Skinner’in Örneği: Fare bir labirente koyulur ve aç bırakılır Skinner’in Örneği: Fare bir labirente koyulur ve aç bırakılır. Fare labirentte serbestçe hareket eder, dolaşır. Bu hareketleri sırasında rastgele mekanizmanın olduğu yola girer ve mekanizmaya basar. Mekanizma hareket eder ve üstten yiyecek önüne düşer, fare böylece yiyeceğe ulaşır. Bu deney tekrarlanır ve her seferinde fare mekanizmanın olduğu yola daha erken gitmekte ve yiyeceğe ulaşmaktadır. Artık bir süre sonra fare labirente bırakıldığı zaman mekanizmanın olduğu yola hemen gitmekte ve yiyeceğe ulaşmaktadır.

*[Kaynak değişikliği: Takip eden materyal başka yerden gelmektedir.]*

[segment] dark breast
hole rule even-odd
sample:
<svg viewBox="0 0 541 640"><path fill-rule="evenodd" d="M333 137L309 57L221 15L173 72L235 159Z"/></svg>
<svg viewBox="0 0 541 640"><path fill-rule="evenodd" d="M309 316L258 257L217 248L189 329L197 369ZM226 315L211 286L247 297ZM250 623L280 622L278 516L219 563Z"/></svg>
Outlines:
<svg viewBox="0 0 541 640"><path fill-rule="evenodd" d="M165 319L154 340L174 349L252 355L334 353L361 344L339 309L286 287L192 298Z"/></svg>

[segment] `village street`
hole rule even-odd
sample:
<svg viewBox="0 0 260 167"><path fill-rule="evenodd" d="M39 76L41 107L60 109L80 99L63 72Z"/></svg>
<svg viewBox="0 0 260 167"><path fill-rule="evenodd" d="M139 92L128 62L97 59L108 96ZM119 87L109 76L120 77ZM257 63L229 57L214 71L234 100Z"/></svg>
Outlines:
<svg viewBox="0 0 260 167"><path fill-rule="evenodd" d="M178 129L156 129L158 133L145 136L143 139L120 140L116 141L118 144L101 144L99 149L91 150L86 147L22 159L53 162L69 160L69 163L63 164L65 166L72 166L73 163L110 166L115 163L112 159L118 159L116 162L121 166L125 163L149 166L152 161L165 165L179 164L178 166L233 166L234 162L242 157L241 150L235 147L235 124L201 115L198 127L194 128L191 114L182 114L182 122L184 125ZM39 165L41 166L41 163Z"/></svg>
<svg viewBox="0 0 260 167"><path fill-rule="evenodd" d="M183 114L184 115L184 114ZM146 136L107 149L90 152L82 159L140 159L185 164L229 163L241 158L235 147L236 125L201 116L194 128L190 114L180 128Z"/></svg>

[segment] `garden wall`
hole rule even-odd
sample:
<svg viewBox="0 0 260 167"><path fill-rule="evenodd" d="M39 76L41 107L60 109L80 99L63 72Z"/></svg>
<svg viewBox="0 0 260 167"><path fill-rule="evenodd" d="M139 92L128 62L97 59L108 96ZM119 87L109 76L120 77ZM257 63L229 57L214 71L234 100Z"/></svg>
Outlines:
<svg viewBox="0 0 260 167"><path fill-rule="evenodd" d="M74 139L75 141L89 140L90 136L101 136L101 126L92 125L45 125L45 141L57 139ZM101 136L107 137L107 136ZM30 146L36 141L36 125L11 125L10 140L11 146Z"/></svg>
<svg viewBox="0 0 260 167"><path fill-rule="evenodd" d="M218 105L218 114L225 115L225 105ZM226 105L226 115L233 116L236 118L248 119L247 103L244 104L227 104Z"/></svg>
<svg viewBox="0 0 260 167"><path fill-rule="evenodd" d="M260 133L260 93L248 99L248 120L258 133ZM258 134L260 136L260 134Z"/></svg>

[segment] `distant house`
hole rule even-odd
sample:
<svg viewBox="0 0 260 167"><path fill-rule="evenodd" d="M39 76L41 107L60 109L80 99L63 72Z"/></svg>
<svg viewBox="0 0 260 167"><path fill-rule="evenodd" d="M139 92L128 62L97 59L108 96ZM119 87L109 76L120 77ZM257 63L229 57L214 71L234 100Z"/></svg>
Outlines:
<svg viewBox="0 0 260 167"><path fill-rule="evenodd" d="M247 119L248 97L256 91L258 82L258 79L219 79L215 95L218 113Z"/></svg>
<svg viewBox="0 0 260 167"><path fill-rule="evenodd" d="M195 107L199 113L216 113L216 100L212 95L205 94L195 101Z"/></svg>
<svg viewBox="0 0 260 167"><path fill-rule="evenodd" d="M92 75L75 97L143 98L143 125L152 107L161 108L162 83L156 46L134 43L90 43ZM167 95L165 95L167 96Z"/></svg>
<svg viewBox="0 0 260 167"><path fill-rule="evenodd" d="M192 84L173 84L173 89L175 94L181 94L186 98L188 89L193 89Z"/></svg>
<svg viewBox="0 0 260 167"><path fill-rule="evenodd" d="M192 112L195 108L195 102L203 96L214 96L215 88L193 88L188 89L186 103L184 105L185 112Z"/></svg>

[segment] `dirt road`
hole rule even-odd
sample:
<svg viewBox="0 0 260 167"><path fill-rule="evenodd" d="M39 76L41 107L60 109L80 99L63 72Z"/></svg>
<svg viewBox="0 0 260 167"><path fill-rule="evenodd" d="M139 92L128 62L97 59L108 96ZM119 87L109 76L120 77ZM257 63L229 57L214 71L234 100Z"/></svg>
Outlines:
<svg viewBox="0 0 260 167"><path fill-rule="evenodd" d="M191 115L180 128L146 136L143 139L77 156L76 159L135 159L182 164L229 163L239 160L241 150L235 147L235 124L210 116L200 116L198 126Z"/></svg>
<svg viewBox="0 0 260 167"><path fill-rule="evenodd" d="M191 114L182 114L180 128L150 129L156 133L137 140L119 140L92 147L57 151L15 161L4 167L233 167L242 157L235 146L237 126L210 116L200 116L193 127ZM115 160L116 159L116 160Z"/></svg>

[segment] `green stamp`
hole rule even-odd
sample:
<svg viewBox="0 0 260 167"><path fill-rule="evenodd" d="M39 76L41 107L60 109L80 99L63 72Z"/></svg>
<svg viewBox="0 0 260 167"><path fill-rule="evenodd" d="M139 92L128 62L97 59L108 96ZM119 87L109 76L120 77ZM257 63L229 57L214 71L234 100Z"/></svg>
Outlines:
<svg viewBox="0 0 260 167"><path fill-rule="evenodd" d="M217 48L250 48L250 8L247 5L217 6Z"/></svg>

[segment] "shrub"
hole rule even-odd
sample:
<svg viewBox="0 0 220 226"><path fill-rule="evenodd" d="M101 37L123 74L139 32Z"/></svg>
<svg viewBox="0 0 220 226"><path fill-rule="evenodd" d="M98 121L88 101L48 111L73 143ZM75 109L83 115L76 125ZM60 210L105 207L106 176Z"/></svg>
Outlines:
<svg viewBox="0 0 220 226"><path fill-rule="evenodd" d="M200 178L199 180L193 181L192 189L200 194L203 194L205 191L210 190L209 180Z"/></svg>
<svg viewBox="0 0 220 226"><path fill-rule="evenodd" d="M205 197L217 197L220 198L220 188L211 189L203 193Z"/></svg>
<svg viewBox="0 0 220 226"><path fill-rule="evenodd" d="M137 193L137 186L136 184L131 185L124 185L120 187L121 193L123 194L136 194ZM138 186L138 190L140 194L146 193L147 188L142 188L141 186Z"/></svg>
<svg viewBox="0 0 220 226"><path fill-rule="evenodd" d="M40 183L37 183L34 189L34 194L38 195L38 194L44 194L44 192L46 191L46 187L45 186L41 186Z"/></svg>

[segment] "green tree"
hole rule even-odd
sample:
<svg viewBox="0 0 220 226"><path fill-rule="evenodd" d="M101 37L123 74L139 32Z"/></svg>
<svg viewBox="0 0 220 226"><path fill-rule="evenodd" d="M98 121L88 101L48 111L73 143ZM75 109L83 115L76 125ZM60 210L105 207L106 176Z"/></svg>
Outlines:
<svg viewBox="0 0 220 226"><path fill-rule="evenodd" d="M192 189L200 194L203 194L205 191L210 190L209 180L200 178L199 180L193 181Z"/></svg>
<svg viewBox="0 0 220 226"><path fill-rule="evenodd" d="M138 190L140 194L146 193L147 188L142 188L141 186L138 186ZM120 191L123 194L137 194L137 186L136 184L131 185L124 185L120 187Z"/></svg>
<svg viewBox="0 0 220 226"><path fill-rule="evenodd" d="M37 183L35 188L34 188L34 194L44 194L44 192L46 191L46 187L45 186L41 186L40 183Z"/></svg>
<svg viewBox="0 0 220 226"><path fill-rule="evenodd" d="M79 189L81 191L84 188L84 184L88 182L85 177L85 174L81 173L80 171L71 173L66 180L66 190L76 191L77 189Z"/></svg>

c) Klasik Koşullanma ile Edimsel Koşullanma arasındaki Farklar 1-)Klasik koşullanmada organizma pasifken, edimsel koşullanmada aktiftir. 2-)Klasik koşullanmada uyarıcılar, refleksler ve doğuştan getirilen tepkiler şartlandırılır. Yani klasik koşullanmada tepki (davranış) bellidir. Edimsel koşullanmada ise rastgele olan davranışlar şekillendirilmeye çalışılır. Edimsel koşullanmada davranışlar başlangıçta çeşitlilik gösterir. Bu nedenle hangi davranışın gösterileceği belli değildir. 3-)Klasik koşullanmada uyarıcı (ses, ışık gibi) bellidir, edimsel koşullanmada ise uyarıcı belli değildir. 4-)Klasik koşullanmada pekiştireç (uyarıcı) davranıştan önce verilir ve davranışa bağlı değildir. Edimsel koşullanma da ise organizma istenilen davranışı yaptığında olumlu pekiştirecini alır veya olumsuz pekiştireçten kurtulur. Yani davranışa bağlıdır ve sonra verilir.